To address the specific questions:
Is one storage format more scalable than the other?
mbox tends to become difficult to manage the bigger it gets. Since it stores everything in one big blob, it can be hard to backup incrementally, and such access will lock the mbox against writes while it happens. If there is some corruption, it's a lot harder to try to repair or recover - which you could say is a risk that increases as it stores more mail.
Maildir relies on the underlying filesystem for its scalability, as it will characteristically create many small files, one per message. If you have a lot of emails, Maildir is usually easier and faster to deal with.
Are there data integrity concerns / differences?

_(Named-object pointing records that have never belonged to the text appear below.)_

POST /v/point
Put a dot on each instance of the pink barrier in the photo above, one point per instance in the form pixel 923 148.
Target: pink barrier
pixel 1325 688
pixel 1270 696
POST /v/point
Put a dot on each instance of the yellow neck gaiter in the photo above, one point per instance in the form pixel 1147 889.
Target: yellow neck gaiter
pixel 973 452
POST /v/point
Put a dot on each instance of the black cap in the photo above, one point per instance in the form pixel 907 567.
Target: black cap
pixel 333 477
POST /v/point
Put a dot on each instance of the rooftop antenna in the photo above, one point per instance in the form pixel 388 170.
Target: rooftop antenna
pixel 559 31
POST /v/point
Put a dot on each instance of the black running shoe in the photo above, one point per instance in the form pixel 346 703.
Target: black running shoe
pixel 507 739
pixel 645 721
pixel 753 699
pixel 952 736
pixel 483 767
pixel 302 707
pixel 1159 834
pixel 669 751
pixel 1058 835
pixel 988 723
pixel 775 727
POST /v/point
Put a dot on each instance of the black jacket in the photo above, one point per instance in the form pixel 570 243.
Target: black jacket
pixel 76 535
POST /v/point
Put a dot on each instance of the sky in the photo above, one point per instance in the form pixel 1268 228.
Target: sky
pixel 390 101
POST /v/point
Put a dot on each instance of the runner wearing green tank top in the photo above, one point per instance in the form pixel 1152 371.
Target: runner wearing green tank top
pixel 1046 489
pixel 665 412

Yes, the main one is that mbox requires read/write file locking on the whole archive, meaning reads must wait for writes, and each individual write must wait for all other accesses. If it were used in such a way that locking isn't possible, such as over an NFS share, the archive is subject to corruption. Any random corruption can affect the whole archive rather than a single message.

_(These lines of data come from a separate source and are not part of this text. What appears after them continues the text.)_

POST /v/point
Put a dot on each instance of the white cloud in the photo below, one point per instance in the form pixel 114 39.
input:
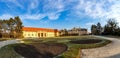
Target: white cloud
pixel 6 16
pixel 99 9
pixel 89 23
pixel 15 2
pixel 34 4
pixel 53 16
pixel 32 16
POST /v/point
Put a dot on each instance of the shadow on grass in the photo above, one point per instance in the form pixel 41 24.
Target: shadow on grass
pixel 40 50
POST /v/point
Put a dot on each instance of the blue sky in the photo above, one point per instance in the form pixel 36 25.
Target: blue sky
pixel 61 14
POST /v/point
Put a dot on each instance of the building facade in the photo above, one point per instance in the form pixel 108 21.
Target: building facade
pixel 39 32
pixel 73 31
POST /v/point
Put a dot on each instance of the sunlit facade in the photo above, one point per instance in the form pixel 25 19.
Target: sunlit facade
pixel 39 32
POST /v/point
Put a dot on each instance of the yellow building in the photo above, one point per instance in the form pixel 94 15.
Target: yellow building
pixel 39 32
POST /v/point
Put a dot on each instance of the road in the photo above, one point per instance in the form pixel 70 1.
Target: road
pixel 111 50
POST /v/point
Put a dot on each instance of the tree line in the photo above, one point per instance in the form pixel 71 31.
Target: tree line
pixel 11 28
pixel 111 28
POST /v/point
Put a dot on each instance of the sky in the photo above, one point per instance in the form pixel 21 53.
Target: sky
pixel 60 14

With Maildir, locking can be at the level of the individual message, for most operations, and corruption in any file will only affect that message. Any indexes into the messages can be rebuilt if needed from the messages themselves.
Are there clearly defined situations where you should use one format over the other?
It's more the case that Maildir is starting to replace mbox as the universally preferred format, with no significant drawbacks.
Its main limitation is its creation of many, many small files, which had the ability to put a strain on some filesystems and/or be inefficient depending on filesystem cluster size. This is less of an issue with modern filesystems. It can also inform your backup strategy, but on the whole it does give more flexibility to your choice of backup strategy.